La reconnaissance de l’Etat palestinien aura suscité de vifs débats au sein du gouvernement fédéral, qui a fini par atterrir. Chacun, qu’il applaudisse ou non l’accord, se targue d’être du «bon côté de l’histoire».
Le gouvernement fédéral a fini par atterrir sur l’épineuse question de la reconnaissance de l’Etat palestinien, des sanctions à l’égard d’Israël et du Hamas et de la crise humanitaire qui sévit au Proche-Orient. Cet accord est trop timoré, trop tardif, a réagi l’opposition. Un équilibre, celui de la voix de la raison, du juste milieu, ont d’emblée commenté les membres de la coalition.
La séquence aura suscité son lot d’éléments de langage, ces petites formulations dont sont truffés les discours politiques, mais aussi… de lieux communs, d’une adaptabilité époustouflante.
Il ne fallait en aucun cas «récompenser le Hamas», les autorités se devaient d’être «pragmatiques», en gardant à l’esprit que «la véritable urgence est humanitaire». Chacun a «mis de l’eau dans son vin», à l’occasion de ce qui ressemble à un bon vieux «compromis à la belge». Le gouvernement a «refilé la patate chaude», a-t-on entendu ailleurs, il a avant tout cherché à «sauver sa peau».
Une autre formule s’est imposée, binaire et solennelle. Il s’agissait de savoir qui se situerait ou non «du bon côté de l’histoire», sans que l’on sache ce que cela signifie exactement ni où se situe la limite entre le bon et le mauvais côté. On espère fort heureusement que le bon côté de l’histoire ne sera ni celui des terroristes ni celui des instigateurs d’un effroyable massacre. Ni d’ailleurs celui des tenants d’une espèce de «riviera du Moyen-Orient» comme envisagée.

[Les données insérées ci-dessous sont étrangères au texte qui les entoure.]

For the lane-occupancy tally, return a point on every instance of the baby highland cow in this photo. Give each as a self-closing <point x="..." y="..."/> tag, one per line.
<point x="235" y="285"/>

Pour le reste, il faut constater que les membres du kern et les autorités de leurs partis respectifs se sont tous placés du bon côté de l’histoire. Il peut s’agir tantôt de s’engager ouvertement en faveur de la reconnaissance de l’Etat palestinien, tantôt d’assortir cette reconnaissance de conditions. Le président du principal parti d’opposition francophone, lui, a affirmé que la Belgique se plaçait du mauvais côté de l’histoire, en posant des conditions et en n’étant pas suffisamment contraignante envers le gouvernement israélien.
Se placer du bon ou du mauvais côté de l’histoire, c’est subjectif dès que l’on se place dans le champ de la morale. Ces positionnements arbitraires ne sont pas dépourvus de pertinence, mais on peut aussi s’en remettre à un indicateur plus juridique, celui du droit international.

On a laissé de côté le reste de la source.